Karena itu, Sultan meminta Pemerintah khususnya kementerian terkait untuk kembali fokus melakukan pengendalian terhadap inflasi volatile food setelah melaksanakannya Pemilu.

“Proses Pemilu hampir usai, kami harap menteri atau pejabat pemerintahan yang terkait dengan urusan pangan dan perdagangan untuk kembali fokus bekerja. Inflasi pangan yang berlebihan di tengah proses politik saat ini sangat berpotensi mengganggu stabilitas nasional,” kata Sultan, Selasa (5/3/2024).

Pemerintah, kata Sultan, harus segera melakukan hal-hal taktis untuk memastikan harga pangan bisa kembali normal hingga bulan Ramadan nanti. Sebab isu kenaikan harga pangan cukup besar pengaruhnya dalam kehidupan sosial masyarakat.

“Kita memiliki banyak pengalaman sejarah dengan fenomena ekonomi yang selalu memicu terjadinya demonstrasi massa dalam waktu lama. Dan peristiwa sosial politik yang rentan tersebut selalu diawali oleh persoalan ekonomi nasional,” tegasnya.

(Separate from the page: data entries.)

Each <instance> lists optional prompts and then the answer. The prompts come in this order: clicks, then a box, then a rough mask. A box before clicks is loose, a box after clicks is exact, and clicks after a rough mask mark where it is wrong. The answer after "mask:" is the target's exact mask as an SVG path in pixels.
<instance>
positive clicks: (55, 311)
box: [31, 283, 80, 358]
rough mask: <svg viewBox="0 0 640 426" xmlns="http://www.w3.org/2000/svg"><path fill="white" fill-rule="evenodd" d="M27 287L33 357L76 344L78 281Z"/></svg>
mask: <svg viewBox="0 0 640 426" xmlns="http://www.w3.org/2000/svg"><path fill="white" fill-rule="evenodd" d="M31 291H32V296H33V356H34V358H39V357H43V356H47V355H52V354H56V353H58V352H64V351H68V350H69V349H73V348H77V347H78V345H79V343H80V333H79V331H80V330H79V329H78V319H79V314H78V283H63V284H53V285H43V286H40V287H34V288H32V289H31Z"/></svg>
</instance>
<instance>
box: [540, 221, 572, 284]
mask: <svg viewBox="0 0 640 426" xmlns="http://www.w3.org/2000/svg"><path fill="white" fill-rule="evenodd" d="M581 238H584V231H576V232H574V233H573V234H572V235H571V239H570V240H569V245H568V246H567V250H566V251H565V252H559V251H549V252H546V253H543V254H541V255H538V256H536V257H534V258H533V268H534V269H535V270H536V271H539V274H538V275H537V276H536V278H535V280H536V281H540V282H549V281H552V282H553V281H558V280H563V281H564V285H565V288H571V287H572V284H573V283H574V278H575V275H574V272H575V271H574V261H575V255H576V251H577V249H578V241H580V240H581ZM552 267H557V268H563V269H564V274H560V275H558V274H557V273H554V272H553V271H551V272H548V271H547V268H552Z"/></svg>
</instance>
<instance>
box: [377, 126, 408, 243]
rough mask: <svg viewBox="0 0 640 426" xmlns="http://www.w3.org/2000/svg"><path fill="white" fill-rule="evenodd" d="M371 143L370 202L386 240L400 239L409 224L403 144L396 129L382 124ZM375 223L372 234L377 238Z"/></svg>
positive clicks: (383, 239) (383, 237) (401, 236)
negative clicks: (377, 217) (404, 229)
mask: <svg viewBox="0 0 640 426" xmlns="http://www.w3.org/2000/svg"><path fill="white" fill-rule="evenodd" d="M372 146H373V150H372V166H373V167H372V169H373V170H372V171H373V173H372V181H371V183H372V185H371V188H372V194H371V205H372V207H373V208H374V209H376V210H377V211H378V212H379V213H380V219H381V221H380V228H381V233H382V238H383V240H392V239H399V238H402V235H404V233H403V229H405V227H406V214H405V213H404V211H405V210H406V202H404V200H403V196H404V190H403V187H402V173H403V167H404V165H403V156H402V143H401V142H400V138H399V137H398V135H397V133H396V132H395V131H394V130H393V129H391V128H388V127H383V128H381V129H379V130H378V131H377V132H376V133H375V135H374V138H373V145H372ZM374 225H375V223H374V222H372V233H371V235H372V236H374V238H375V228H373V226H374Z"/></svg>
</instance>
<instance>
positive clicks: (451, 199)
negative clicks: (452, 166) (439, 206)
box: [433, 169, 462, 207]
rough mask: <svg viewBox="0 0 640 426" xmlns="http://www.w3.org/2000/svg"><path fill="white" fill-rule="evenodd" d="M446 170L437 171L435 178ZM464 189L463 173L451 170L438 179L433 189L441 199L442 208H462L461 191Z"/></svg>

Lebih lanjut, Sultan mengusulkan agar pemerintah baik pusat maupun daerah selalu berkoordinasi dalam memantau perkembangan produksi, stok dan harga bahan pangan pokok di setiap daerah. Upaya ketahanan pangan dan ketahanan nasional harus dibangun secara fundamental sejak dari tingkat desa.

“Kita ingin daerah dan desa dijadikan benteng ketahanan pangan nasional yang paling depan. Sehingga, ke depannya setiap daerah harus mandiri membangun lumbung pangan bagi masyarakatnya,” pungkasnya.